Em comunicado, a OASRN justificou a entrega do prémio à proposta Estrelas do mar: Fortificações Costeiras de Portugal Continental por “ser inédita, contribuindo para um conhecimento actualizado e sistemático do património defensivo costeiro, através da utilização do desenho e das novas tecnologias numa uniformização, em termos de apresentação”.

Os dois arquitectos vão agora receber uma bolsa de seis mil euros para concretizar o projecto proposto, cujo resultado deverá ser apresentado em Outubro do próximo ano.

O júri do prémio foi presidido pela jornalista Paula Moura Pinheiro e contou com Eduardo Queiroga, José Bernardo Távora, Paula Silva, Maria da Graça de Tavares e Távora Pereira Coutinho.
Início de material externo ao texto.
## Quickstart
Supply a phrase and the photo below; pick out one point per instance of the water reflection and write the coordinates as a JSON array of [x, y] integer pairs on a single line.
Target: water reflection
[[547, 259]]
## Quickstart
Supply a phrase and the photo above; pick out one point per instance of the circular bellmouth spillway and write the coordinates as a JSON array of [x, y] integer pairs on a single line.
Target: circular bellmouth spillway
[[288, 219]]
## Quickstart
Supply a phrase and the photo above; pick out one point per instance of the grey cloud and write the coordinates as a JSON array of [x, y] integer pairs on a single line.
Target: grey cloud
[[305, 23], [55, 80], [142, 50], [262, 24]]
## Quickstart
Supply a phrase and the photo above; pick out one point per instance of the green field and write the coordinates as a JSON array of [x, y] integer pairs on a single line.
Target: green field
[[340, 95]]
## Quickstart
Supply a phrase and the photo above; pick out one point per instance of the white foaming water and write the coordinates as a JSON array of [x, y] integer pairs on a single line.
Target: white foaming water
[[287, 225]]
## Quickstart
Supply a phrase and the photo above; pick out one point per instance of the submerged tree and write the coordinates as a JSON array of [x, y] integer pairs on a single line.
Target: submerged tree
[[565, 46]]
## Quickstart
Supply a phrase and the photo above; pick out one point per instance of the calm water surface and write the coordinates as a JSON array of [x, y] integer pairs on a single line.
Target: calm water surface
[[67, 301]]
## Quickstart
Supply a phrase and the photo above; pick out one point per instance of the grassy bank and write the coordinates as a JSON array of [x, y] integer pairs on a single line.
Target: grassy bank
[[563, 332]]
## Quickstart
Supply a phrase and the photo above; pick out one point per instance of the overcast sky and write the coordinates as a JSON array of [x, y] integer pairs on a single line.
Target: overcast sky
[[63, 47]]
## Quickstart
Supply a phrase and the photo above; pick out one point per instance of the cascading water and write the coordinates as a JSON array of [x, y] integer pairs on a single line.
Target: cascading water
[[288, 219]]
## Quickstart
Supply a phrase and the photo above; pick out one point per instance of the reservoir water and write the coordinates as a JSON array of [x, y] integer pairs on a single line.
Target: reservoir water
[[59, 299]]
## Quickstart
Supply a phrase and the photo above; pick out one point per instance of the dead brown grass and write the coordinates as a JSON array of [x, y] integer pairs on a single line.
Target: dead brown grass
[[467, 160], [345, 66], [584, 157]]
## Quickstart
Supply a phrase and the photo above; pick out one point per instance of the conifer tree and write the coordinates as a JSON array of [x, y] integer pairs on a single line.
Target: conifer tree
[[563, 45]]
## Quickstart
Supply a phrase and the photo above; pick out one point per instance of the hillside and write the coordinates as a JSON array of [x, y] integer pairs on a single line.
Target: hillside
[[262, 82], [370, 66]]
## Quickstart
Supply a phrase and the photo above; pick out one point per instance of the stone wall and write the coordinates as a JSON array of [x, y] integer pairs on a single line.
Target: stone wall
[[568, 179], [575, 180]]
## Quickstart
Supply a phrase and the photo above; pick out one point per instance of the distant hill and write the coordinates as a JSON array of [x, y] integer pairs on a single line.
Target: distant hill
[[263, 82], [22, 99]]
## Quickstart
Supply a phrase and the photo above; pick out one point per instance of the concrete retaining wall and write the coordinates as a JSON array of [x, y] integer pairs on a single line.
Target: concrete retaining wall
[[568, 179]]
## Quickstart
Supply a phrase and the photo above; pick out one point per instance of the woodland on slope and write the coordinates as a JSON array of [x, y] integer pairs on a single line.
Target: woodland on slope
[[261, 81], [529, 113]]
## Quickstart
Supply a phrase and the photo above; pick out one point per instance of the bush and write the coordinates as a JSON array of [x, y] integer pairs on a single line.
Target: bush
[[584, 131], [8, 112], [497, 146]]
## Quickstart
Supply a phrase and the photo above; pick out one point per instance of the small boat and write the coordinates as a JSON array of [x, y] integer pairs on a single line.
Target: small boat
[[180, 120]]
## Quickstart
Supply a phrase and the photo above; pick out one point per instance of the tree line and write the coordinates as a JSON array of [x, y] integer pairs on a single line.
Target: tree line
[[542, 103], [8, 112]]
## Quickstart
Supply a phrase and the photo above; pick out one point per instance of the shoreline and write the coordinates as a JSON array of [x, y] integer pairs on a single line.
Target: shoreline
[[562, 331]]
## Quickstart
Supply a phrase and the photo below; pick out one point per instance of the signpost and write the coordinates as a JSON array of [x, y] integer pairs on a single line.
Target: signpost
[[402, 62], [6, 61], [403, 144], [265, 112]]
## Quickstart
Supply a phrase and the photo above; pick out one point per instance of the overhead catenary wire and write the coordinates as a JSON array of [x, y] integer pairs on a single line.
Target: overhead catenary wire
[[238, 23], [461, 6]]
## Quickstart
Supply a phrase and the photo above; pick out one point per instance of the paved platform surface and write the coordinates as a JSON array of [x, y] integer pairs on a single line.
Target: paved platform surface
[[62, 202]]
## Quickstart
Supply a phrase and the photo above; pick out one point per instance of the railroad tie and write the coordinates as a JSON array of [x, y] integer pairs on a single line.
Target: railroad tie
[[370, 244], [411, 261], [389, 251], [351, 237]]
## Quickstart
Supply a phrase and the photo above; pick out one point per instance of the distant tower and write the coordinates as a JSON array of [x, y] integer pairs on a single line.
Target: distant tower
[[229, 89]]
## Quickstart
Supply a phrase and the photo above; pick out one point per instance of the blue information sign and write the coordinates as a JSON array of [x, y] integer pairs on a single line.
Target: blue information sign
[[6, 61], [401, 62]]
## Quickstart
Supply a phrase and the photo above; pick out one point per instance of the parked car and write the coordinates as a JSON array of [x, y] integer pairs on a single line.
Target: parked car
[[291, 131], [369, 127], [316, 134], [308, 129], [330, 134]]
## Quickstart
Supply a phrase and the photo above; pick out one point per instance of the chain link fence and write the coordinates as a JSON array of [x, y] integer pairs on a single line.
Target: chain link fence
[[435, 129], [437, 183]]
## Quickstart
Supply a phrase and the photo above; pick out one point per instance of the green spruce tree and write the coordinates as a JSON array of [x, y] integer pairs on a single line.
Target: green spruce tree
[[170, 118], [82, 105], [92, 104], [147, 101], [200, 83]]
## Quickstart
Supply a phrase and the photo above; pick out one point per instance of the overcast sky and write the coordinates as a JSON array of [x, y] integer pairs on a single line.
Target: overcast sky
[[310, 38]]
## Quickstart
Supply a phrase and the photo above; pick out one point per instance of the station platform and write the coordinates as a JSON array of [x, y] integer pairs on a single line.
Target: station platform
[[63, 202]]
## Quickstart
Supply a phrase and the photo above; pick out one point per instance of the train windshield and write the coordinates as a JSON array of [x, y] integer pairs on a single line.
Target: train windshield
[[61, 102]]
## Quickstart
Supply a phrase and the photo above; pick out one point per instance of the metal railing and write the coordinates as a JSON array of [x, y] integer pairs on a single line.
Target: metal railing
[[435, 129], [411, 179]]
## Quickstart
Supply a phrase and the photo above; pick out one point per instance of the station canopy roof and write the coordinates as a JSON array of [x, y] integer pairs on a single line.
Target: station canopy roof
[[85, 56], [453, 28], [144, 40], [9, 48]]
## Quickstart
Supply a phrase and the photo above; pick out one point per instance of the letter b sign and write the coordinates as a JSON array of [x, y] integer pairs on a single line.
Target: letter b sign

Pedro Abranches Vasconcelos licenciou-se em Arquitectura em 1993 pela Faculdade de Arquitectura da Universidade do Porto (FAUP) e tem o seu próprio atelier desde 1995, tendo sido professor na Escola Superior Artística da mesma cidade. Carlos Machado e Moura licenciou-se em Arquitectura também pela FAUP, em 2006, sendo pós-graduado em Património Arquitectónico e doutorando em Arquitectura.

O prémio é organizado pela OASRN em parceria com a Fundação Marques da Silva.